At the same time, CO2 emissions seem to have stalled since 2015.  The question is whether this a short-term blip brought on by changes to oil markets, or a possible sustained pathway. Regardless, the trajectory of greenhouse gas emissions is now a fully embedded consideration in all global energy developments. Unfortunately, even in 2040, under any scenario, at least half a billion people in the world will still lack access to electricity, while 1.8 billion will still be cooking with solid biomass. 
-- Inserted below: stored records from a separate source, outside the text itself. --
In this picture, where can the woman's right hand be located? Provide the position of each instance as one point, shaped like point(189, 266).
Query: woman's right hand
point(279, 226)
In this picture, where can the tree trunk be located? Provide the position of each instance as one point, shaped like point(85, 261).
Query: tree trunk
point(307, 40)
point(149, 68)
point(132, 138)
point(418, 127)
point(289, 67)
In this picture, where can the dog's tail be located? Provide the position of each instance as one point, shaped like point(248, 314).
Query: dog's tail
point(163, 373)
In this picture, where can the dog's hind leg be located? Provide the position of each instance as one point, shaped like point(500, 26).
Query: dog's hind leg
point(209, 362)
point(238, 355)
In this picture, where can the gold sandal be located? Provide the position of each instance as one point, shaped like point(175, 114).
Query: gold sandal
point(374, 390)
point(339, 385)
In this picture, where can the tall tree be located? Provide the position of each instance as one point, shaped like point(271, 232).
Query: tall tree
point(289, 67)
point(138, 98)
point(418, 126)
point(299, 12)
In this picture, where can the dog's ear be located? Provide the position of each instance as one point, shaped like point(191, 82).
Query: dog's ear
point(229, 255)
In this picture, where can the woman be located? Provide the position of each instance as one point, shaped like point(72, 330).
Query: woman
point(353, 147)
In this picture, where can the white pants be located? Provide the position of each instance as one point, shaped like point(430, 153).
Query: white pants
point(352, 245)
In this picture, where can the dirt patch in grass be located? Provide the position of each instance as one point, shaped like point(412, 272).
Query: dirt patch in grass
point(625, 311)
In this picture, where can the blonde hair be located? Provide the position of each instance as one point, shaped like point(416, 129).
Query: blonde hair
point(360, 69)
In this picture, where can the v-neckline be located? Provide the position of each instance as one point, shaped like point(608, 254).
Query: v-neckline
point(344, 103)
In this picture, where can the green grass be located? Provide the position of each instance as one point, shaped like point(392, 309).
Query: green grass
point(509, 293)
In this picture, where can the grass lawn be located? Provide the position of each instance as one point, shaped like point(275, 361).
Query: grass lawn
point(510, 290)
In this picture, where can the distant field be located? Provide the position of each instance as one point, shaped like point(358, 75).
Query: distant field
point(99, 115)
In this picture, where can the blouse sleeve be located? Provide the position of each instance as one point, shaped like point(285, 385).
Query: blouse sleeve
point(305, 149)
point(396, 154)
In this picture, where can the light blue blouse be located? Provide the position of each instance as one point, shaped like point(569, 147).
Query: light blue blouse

Some like to think there is an energy revolution at hand, and it is easy to understand why when viewed against the remarkable gains made by renewables, on a percentage basis, particularly, in the electricity sector. But a closer look indicates that what is happening in the global energy domain mainly involves, first, improved energy efficiency, second a swap out of old end-of-life facilities, and third, new non-carbon energy source additions. Looking at Figure 2 and Table 1, it is clear the difference between the 2040 Current and New Policies Scenarios is the movement of 5% from fossil fuels to other fuels — 2% to renewables, 1% to bioenergy and 2% to nuclear. Energy efficiency takes care of the bulk of change in the difference between the 450 and the Current and New Policies Scenarios, and therefore the increases in other forms of energy must be replacement, spread almost equally across non-carbon sources, except hydro, or so the data tells us.

Table 1:  Total Primary Global Energy Demand by Scenario (Mtoe)
                                                   

Current 2025

Current 2040 New Policies 2025 New Policies 2040 450
2025
450
2040
  15,998 19,637 15,341 17,865 14,354 14,879
Difference within Scenarios   3,639   -1,772   525
Difference
between Scenarios
Current and
New Policies
-1,772 Current
and 450
-4,758 New Policies
and 450
-2,986

 

The mostly likely future is somewhere between the Current and New Policies Scenarios, and probably closer to the former than the latter. Regardless, this means countries like Canada, with an existing robust and diverse energy sector (see here), are well positioned to supply the world with both resources and know-how. We have the oil, gas, and uranium the world needs, now and for the foreseeable future. We have the engineering expertise and the experience building large infrastructure in challenging geographies and climates, and we are at the forefront of developing new technologies in oil and gas as well as energy efficiency and small renewables. The future is not all or nothing. Like all things, diversity is key. Canada must be careful not to hobble itself with ill conceived and poorly designed energy policies that could ultimately shortchange our economy by limiting options and foreclosing energy development opportunities.